Whistleblower Lawsuits In Northern
How the law works in Northern
The False Claims Act allows people in Northern to file “qui tam” or more commonly
known as a Federal whistleblower lawsuit against individuals or companies
that have directly or indirectly defrauded the federal government whether in
Northern or not. Through qui
tam or federal whistleblower lawsuits, Northern whistleblowers may recover the
government’s losses on the government’s behalf. Tax fraud cases including
Northern tax fraud cases are often handled much differently
. For more information about rewards for Qui Tam whistleblowers
in
Northern in cases
involving federal tax fraud or tax underpayments, see information about the new IRS
whistleblower law .
Many people who file qui tam or federal whistleblower lawsuits (called the “relators”)
are employees or former employees of companies that commit fraud. But anyone who
knows of a particular instance
where the government has paid false claims can file a qui
tam or whistleblower lawsuit. That could be, for example, a competitor, a customer, a
subcontractor or even a patient.
Northern False Claims Act cases and procedures are unique, and a specialized knowledge of the law can be very helpful in getting a successful outcome for a qui tam lawsuit.
The relator in Northern files the Qui Tam lawsuit in a federal court "under
seal,” meaning that it is not available to the public, nor can it be discussed
with anyone, except of course the government officials actually
investigating the case. Even the defendants in the case -- the
individual or organization charged with committing fraud -- are not told about
the lawsuit. This gives the government time to investigate the fraud allegations
without alerting the defendant. In most instances the seal lasts for 60 days.

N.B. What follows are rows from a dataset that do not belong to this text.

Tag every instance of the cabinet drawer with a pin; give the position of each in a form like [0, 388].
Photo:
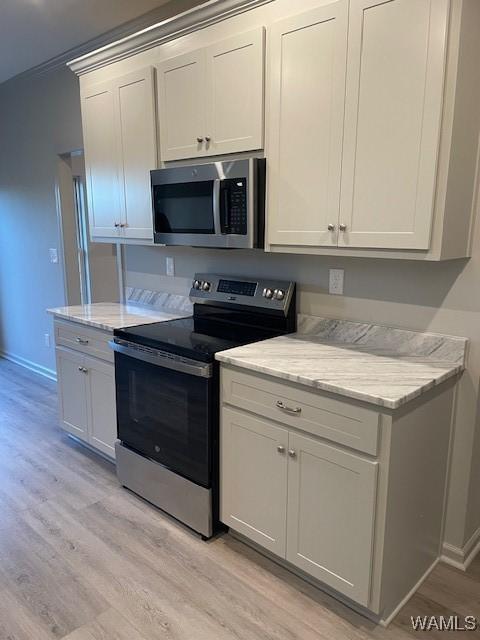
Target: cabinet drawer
[312, 412]
[88, 340]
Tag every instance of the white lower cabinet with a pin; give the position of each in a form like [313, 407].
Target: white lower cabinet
[347, 494]
[101, 405]
[254, 479]
[72, 392]
[331, 509]
[86, 391]
[327, 528]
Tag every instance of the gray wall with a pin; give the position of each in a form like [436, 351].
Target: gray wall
[439, 297]
[39, 118]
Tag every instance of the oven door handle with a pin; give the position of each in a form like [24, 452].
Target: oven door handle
[163, 359]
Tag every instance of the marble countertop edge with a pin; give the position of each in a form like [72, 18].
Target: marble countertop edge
[345, 391]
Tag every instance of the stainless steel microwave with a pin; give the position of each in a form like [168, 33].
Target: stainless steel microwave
[220, 204]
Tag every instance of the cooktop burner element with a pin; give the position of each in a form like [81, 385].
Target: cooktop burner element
[167, 388]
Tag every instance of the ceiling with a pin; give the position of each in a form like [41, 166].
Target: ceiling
[34, 31]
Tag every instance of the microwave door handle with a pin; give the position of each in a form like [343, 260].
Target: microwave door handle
[216, 207]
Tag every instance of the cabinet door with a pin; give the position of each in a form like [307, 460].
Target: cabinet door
[181, 106]
[101, 160]
[137, 134]
[102, 414]
[72, 392]
[394, 85]
[305, 125]
[331, 507]
[253, 487]
[235, 76]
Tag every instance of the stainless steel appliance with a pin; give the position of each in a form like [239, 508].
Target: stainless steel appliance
[167, 391]
[220, 204]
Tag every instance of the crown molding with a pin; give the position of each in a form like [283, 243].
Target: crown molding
[169, 29]
[99, 42]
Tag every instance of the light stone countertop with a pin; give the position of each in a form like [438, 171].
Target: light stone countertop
[113, 315]
[380, 365]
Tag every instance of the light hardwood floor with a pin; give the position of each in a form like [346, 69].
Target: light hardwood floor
[83, 559]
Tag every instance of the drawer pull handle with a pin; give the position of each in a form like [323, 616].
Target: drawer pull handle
[284, 407]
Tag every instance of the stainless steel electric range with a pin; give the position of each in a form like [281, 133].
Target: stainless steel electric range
[167, 388]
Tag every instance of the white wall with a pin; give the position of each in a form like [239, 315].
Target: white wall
[39, 118]
[439, 297]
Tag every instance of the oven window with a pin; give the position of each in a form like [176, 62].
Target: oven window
[184, 208]
[165, 415]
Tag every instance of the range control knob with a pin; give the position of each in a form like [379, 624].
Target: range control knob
[267, 293]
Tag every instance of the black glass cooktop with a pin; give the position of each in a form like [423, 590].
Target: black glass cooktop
[199, 338]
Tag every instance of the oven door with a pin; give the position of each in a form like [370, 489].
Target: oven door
[164, 409]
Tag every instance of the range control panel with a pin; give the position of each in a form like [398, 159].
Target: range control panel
[267, 294]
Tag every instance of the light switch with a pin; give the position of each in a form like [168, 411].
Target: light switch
[335, 282]
[170, 266]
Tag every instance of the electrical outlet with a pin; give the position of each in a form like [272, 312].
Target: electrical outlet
[335, 281]
[170, 266]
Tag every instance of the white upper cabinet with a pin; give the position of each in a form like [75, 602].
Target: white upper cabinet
[234, 114]
[210, 101]
[120, 150]
[181, 106]
[136, 126]
[101, 160]
[393, 115]
[307, 56]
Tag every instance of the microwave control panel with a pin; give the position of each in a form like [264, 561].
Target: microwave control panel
[233, 206]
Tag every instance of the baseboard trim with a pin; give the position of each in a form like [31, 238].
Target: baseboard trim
[30, 365]
[384, 622]
[461, 558]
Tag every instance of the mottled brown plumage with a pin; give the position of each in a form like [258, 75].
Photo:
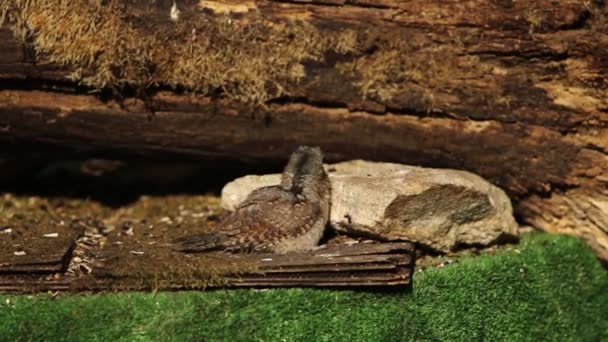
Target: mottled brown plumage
[283, 218]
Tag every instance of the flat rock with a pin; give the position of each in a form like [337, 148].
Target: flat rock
[441, 209]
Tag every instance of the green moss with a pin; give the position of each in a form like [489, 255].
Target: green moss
[551, 288]
[111, 46]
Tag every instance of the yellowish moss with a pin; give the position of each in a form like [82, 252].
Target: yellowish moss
[107, 45]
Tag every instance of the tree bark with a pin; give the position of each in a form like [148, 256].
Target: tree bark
[513, 91]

But these seals on Qui-Tam or whistleblower lawsuits often can be routinely
extended for one or two years or even longer under circumstances while the
government continues to investigate.
At the end of the sealed investigative period in Northern states, the government decides whether to join, or intervene, in the qui tam lawsuit. If the government joins the case, the litigation is conducted jointly by the government and the whistleblower’s attorney in Northern Federal court, with the government as lead counsel. If the government declines to intervene, the relator in Northern may go forward with the lawsuit and assumes primary responsibility for running the case.
The timing of a lawsuit in a Northern location can be critical. The first person to file a case in the Northern region under the False Claims Act for a particular fraud in a Northern area preempts all other cases. So if you plan to bring a case in Northern, it is important to do so before another whistleblower in a Northern area beats you to the courthouse. Potential whistleblowers in Northern areas also should keep in mind that the False Claims Act has a statute of limitations that may be as short as six years.

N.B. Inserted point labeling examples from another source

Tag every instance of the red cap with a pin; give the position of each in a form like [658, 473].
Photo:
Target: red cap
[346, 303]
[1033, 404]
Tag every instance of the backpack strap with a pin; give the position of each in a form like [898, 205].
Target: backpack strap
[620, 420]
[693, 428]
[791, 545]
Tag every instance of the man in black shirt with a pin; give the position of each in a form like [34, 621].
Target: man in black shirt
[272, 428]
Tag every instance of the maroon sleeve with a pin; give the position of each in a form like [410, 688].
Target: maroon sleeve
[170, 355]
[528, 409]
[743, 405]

Computing Damages and fines within Northern
The law stipulates that a liable defendant shall pay not only three times the government’s losses but also a fine for each false claim. When the government settles a case originating in Northern regions, the government often agrees to forego the civil penalties and accepts two to three times the amount of damages suffered by the government. The defendant also must pay the fees and the case-related expenses of the whistleblower’s attorney in Northern states.
Northern Whistleblower’s reward
Under the False Claims Act, whistleblowers in Northern states are entitled to 15 percent to 30 percent of whatever amount the government recovers as a result of their qui tam or Northern whistleblower lawsuits. The amount varies, depending on whether the government intervened in the Northern states qui tam case and other factors.
Congress has decided to give whistleblowers in all states including Northern states a share of the recoveries that result from qui tam or federal whistleblower lawsuits filed in Northern regions to give people a strong incentive to step forward and take the personal and professional risks involved in reporting fraud. Congress also wanted to try to encourage private law firms to risk their resources in litigating these type cases in the public’s behalf.